I have pointed out the flaw in this argument before, when I told you on this blog that Dr Makoni, for instance, points out that it is inaccurate to say the armed forces only salute the Commander-in-Chief.
Dr Makoni pointed out that when he was minister, "When I went to the Staff College, for instance, even when armed forces personnel met me in the corridors, they always saluted."
The principle here is recognising the authority of the civilian government, from whom the army take their commands. According to proper procedure, Mugabe is not a one-man band that operates government as he sees fit.
He is advised by cabinet, but has usurped the role of cabinet to an extent where that body is now just a rubber stamp where Mugabe's word and wishes carry the day. He, in fact, is now cabinet.
Which means when the MDCs condone this behaviour, they are endorsing the role of cabinet as a rubber stamp for Mugabe and a talking shop where they come to listen to "what the boss has to say."
So, according to proper procedure, Service Chiefs are supposed to salute any member of the civilian authority because they report to that authority as a body and not to an individual.
Still, there is nothing the MDC can do about this. The parliamentarians who heard this explanation from the Minister of Defence yesterday did not press home the point.
It is a particular failure of the MDCs in government that they believe that simply asking questions is enough. They do not insist on their rights and their points. Just as Tsvangirai accepts at face value explanations about the civil service being non-partisan, the whole MDC accepts whatever line is fed them by ZANU PF and The Solution.
Still, it was the Service Chiefs themselves, as well as MDC-T supporters who made an issue out of this. We all know of the truckloads of MDC-T youths who rode around Harare on 11 February when Tsvangirai was sworn in, chanting, "Muchamusaluta chete Morgan!" (You will salute Morgan whether you like it or not).
The Service Chiefs had made it clear that they would not salute him even if he were to become president, essentially meaning that the Chiefs were saying they would not allow him to ascend to that office.
Curiously, the legislators who questioned the Minister yesterday failed to ask why, if this was just a matter of protocol, the Service Chiefs are STILL refusing to attend meetings of the National Security Council, which Tsvangirai is a senior member of and which is supposed to replace JOC.
So, it was a whitewash, then. But MDC-T apologists and supporters accept this even as they praise Mugabe as indispensable and irreplaceable.
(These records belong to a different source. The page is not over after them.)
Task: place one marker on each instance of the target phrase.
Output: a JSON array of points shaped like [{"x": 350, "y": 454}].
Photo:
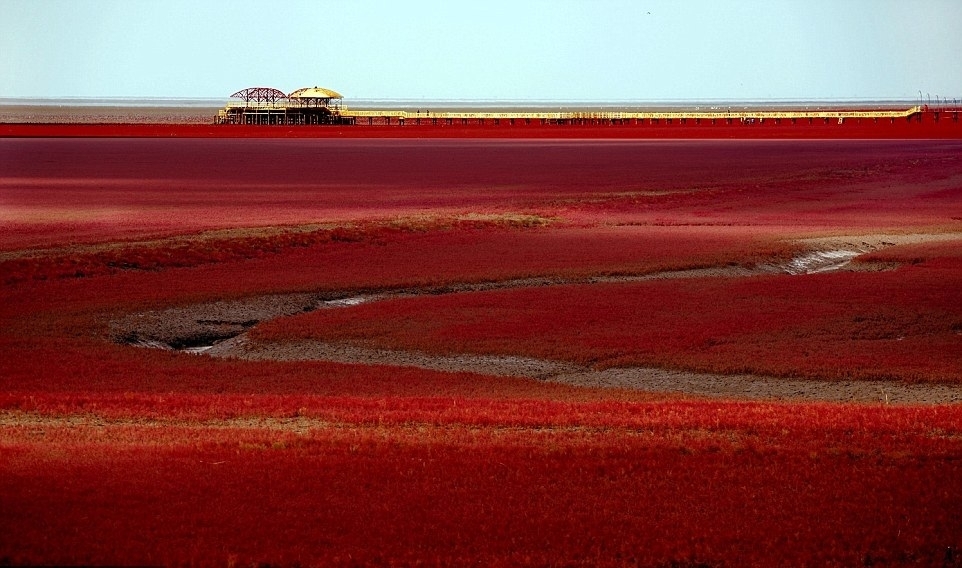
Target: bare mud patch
[{"x": 218, "y": 329}]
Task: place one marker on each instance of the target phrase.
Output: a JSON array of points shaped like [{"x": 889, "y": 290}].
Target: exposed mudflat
[{"x": 218, "y": 329}]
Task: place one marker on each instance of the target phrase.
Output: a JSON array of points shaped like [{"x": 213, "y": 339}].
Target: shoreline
[{"x": 929, "y": 127}]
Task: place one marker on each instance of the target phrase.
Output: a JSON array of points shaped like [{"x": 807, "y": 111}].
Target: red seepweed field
[{"x": 413, "y": 341}]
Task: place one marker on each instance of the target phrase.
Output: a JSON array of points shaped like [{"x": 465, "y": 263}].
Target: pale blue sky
[{"x": 520, "y": 49}]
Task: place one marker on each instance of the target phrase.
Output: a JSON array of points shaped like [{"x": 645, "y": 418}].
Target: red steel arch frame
[{"x": 260, "y": 95}]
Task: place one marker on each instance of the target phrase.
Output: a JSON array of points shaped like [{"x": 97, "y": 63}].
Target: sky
[{"x": 601, "y": 50}]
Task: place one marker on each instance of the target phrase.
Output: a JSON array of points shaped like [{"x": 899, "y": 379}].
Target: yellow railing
[
  {"x": 672, "y": 115},
  {"x": 669, "y": 115}
]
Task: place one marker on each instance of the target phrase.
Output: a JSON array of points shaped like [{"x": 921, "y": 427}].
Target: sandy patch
[{"x": 218, "y": 329}]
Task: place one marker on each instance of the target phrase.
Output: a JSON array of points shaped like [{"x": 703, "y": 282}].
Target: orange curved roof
[{"x": 315, "y": 93}]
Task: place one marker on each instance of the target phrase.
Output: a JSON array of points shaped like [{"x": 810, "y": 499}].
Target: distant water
[
  {"x": 483, "y": 104},
  {"x": 132, "y": 102}
]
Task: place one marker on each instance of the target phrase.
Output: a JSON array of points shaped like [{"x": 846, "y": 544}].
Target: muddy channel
[{"x": 219, "y": 329}]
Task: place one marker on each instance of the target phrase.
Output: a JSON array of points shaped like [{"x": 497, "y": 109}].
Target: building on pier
[{"x": 267, "y": 105}]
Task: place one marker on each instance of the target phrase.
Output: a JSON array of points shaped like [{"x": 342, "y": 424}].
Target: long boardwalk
[{"x": 418, "y": 117}]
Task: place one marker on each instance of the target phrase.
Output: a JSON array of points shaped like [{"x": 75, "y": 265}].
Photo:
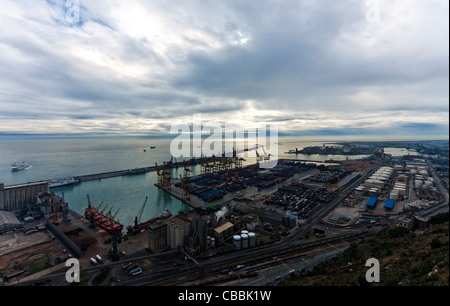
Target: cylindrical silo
[
  {"x": 237, "y": 242},
  {"x": 244, "y": 241}
]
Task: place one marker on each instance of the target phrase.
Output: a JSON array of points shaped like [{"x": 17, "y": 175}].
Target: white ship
[{"x": 20, "y": 166}]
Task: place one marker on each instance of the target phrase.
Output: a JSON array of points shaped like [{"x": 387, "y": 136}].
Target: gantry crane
[
  {"x": 55, "y": 212},
  {"x": 185, "y": 195},
  {"x": 137, "y": 219},
  {"x": 187, "y": 171}
]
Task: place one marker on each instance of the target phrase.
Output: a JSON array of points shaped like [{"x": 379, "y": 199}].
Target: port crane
[
  {"x": 186, "y": 196},
  {"x": 55, "y": 212},
  {"x": 187, "y": 171},
  {"x": 137, "y": 219}
]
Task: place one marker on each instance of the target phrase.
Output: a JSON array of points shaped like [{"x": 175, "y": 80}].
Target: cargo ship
[
  {"x": 20, "y": 166},
  {"x": 104, "y": 221},
  {"x": 165, "y": 215}
]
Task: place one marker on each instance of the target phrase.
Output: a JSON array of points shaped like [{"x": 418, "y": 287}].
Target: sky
[{"x": 362, "y": 68}]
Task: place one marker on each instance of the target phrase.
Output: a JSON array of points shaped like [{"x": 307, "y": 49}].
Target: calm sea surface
[{"x": 59, "y": 158}]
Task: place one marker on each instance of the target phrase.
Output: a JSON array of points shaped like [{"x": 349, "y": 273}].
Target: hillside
[{"x": 406, "y": 258}]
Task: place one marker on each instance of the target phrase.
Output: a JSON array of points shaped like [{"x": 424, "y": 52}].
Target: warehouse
[{"x": 16, "y": 197}]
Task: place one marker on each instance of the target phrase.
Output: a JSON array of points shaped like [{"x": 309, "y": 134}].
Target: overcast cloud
[{"x": 314, "y": 67}]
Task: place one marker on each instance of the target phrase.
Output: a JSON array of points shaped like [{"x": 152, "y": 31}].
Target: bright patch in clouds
[{"x": 313, "y": 67}]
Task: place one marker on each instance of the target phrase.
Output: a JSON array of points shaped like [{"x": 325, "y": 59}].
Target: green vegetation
[{"x": 406, "y": 259}]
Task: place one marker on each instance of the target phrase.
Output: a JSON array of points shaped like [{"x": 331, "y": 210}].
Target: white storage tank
[
  {"x": 237, "y": 242},
  {"x": 251, "y": 239}
]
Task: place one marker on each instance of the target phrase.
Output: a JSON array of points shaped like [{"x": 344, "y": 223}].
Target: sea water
[{"x": 53, "y": 158}]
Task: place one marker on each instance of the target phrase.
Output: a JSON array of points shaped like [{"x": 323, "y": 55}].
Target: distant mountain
[{"x": 406, "y": 259}]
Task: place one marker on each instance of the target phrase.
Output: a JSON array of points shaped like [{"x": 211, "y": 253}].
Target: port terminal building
[{"x": 17, "y": 197}]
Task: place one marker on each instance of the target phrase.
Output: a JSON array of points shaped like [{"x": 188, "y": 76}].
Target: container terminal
[{"x": 242, "y": 216}]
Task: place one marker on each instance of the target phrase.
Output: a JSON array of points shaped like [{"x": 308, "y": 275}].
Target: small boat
[{"x": 20, "y": 166}]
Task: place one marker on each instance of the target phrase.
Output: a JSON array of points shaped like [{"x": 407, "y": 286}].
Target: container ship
[
  {"x": 104, "y": 221},
  {"x": 165, "y": 215}
]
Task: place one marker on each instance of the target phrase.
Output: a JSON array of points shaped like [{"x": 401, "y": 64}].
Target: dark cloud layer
[{"x": 138, "y": 66}]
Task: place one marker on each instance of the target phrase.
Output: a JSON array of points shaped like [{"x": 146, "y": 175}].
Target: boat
[
  {"x": 20, "y": 166},
  {"x": 165, "y": 215},
  {"x": 62, "y": 182},
  {"x": 104, "y": 221}
]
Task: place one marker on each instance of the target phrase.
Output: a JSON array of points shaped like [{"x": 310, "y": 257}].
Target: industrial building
[{"x": 17, "y": 197}]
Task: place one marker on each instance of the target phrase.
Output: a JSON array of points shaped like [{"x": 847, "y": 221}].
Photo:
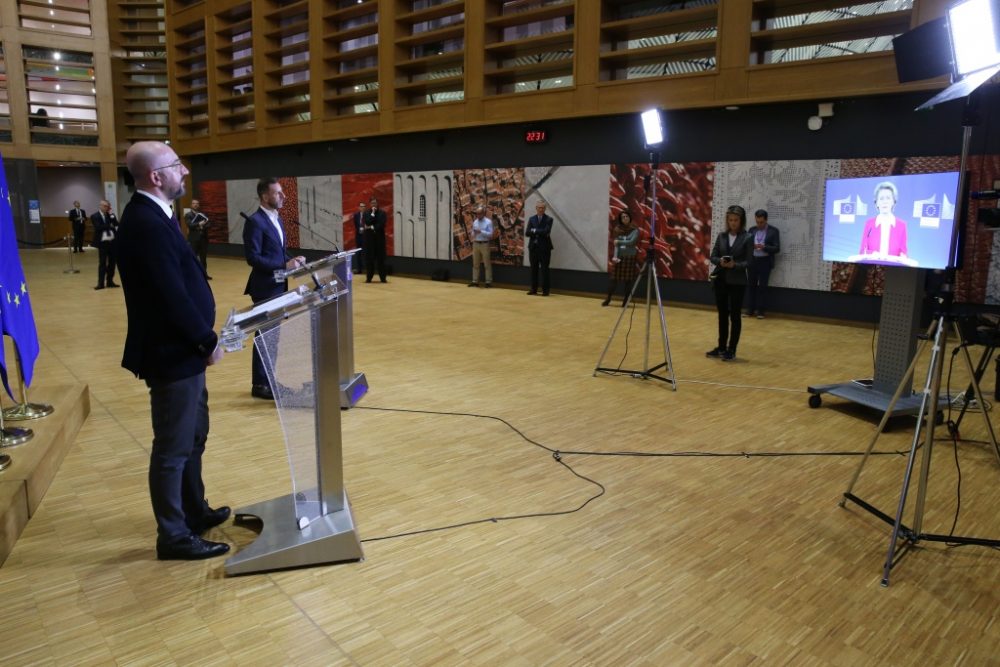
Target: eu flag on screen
[{"x": 16, "y": 319}]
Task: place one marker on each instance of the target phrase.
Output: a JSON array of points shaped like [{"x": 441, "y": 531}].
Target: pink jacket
[{"x": 871, "y": 238}]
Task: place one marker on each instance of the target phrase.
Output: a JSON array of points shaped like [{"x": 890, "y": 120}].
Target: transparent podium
[
  {"x": 337, "y": 266},
  {"x": 299, "y": 340}
]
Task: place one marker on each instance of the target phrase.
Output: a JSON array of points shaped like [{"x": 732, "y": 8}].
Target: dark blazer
[
  {"x": 77, "y": 219},
  {"x": 540, "y": 232},
  {"x": 100, "y": 227},
  {"x": 772, "y": 242},
  {"x": 171, "y": 309},
  {"x": 741, "y": 251},
  {"x": 359, "y": 237},
  {"x": 265, "y": 253},
  {"x": 376, "y": 218}
]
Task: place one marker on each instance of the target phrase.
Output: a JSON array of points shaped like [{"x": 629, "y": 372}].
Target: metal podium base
[
  {"x": 26, "y": 411},
  {"x": 352, "y": 390},
  {"x": 869, "y": 397},
  {"x": 332, "y": 538}
]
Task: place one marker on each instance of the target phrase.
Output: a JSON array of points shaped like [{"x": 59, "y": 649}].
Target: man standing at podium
[
  {"x": 170, "y": 342},
  {"x": 264, "y": 248}
]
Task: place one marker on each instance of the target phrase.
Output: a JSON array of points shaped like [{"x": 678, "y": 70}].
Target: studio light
[
  {"x": 973, "y": 35},
  {"x": 652, "y": 125}
]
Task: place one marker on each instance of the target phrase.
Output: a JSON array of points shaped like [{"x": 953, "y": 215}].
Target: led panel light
[
  {"x": 973, "y": 37},
  {"x": 652, "y": 127}
]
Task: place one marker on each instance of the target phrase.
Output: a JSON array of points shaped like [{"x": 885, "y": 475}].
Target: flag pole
[
  {"x": 13, "y": 436},
  {"x": 25, "y": 410}
]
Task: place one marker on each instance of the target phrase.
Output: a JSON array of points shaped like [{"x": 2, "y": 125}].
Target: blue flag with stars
[{"x": 16, "y": 319}]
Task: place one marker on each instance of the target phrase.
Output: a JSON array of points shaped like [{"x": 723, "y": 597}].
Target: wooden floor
[{"x": 682, "y": 560}]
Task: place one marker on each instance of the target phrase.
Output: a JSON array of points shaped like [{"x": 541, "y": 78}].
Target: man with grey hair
[
  {"x": 482, "y": 239},
  {"x": 169, "y": 344}
]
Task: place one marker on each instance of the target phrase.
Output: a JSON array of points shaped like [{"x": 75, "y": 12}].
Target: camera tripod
[
  {"x": 937, "y": 332},
  {"x": 647, "y": 272}
]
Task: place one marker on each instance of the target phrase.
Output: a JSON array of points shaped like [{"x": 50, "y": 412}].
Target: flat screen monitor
[{"x": 891, "y": 220}]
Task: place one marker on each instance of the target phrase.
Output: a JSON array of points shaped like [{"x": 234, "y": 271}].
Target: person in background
[
  {"x": 105, "y": 229},
  {"x": 197, "y": 224},
  {"x": 482, "y": 239},
  {"x": 169, "y": 344},
  {"x": 622, "y": 267},
  {"x": 374, "y": 237},
  {"x": 730, "y": 256},
  {"x": 265, "y": 252},
  {"x": 766, "y": 244},
  {"x": 78, "y": 218},
  {"x": 358, "y": 261},
  {"x": 539, "y": 233}
]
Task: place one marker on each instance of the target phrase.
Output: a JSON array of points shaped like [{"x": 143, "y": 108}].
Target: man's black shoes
[
  {"x": 262, "y": 391},
  {"x": 191, "y": 547},
  {"x": 211, "y": 519}
]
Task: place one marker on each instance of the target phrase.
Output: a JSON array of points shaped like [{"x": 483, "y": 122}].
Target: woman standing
[
  {"x": 622, "y": 266},
  {"x": 730, "y": 256}
]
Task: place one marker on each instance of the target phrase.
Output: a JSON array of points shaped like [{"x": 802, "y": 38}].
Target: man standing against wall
[
  {"x": 197, "y": 223},
  {"x": 78, "y": 218},
  {"x": 539, "y": 234},
  {"x": 264, "y": 248},
  {"x": 105, "y": 230},
  {"x": 170, "y": 342},
  {"x": 766, "y": 244},
  {"x": 359, "y": 237},
  {"x": 482, "y": 239},
  {"x": 374, "y": 235}
]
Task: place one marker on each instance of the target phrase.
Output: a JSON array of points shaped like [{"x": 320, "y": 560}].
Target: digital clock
[{"x": 536, "y": 136}]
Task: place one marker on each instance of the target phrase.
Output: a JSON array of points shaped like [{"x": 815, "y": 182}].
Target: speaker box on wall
[{"x": 924, "y": 52}]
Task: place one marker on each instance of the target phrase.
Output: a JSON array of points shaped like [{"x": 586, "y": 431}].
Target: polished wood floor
[{"x": 687, "y": 559}]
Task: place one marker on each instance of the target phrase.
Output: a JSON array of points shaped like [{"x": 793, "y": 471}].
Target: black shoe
[
  {"x": 211, "y": 519},
  {"x": 191, "y": 547},
  {"x": 262, "y": 391}
]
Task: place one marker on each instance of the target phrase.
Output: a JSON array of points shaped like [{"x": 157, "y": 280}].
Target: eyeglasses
[{"x": 169, "y": 166}]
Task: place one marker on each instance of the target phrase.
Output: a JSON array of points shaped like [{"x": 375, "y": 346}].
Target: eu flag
[{"x": 16, "y": 319}]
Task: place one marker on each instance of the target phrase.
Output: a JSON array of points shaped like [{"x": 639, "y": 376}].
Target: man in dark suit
[
  {"x": 78, "y": 218},
  {"x": 170, "y": 342},
  {"x": 374, "y": 235},
  {"x": 766, "y": 244},
  {"x": 105, "y": 228},
  {"x": 197, "y": 223},
  {"x": 264, "y": 248},
  {"x": 539, "y": 235},
  {"x": 359, "y": 237}
]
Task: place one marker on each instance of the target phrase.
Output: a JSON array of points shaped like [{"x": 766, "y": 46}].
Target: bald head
[{"x": 156, "y": 169}]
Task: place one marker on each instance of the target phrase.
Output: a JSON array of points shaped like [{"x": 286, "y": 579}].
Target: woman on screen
[
  {"x": 884, "y": 236},
  {"x": 622, "y": 267},
  {"x": 730, "y": 256}
]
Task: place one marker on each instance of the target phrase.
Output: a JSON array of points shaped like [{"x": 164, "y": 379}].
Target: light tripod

Even as they applaud their leader when he says Mugabe "is not going anywhere"!!
MDC-T supporters and their leader are now, as we all know, Mugabe's No 1 supporters and fans.
Mnangagwa had been slippery on this issue going back to the end of February, when the MDC-T parliamentarians indicated that they had put questions down for the Defence Minister but that he was failing to avail himself.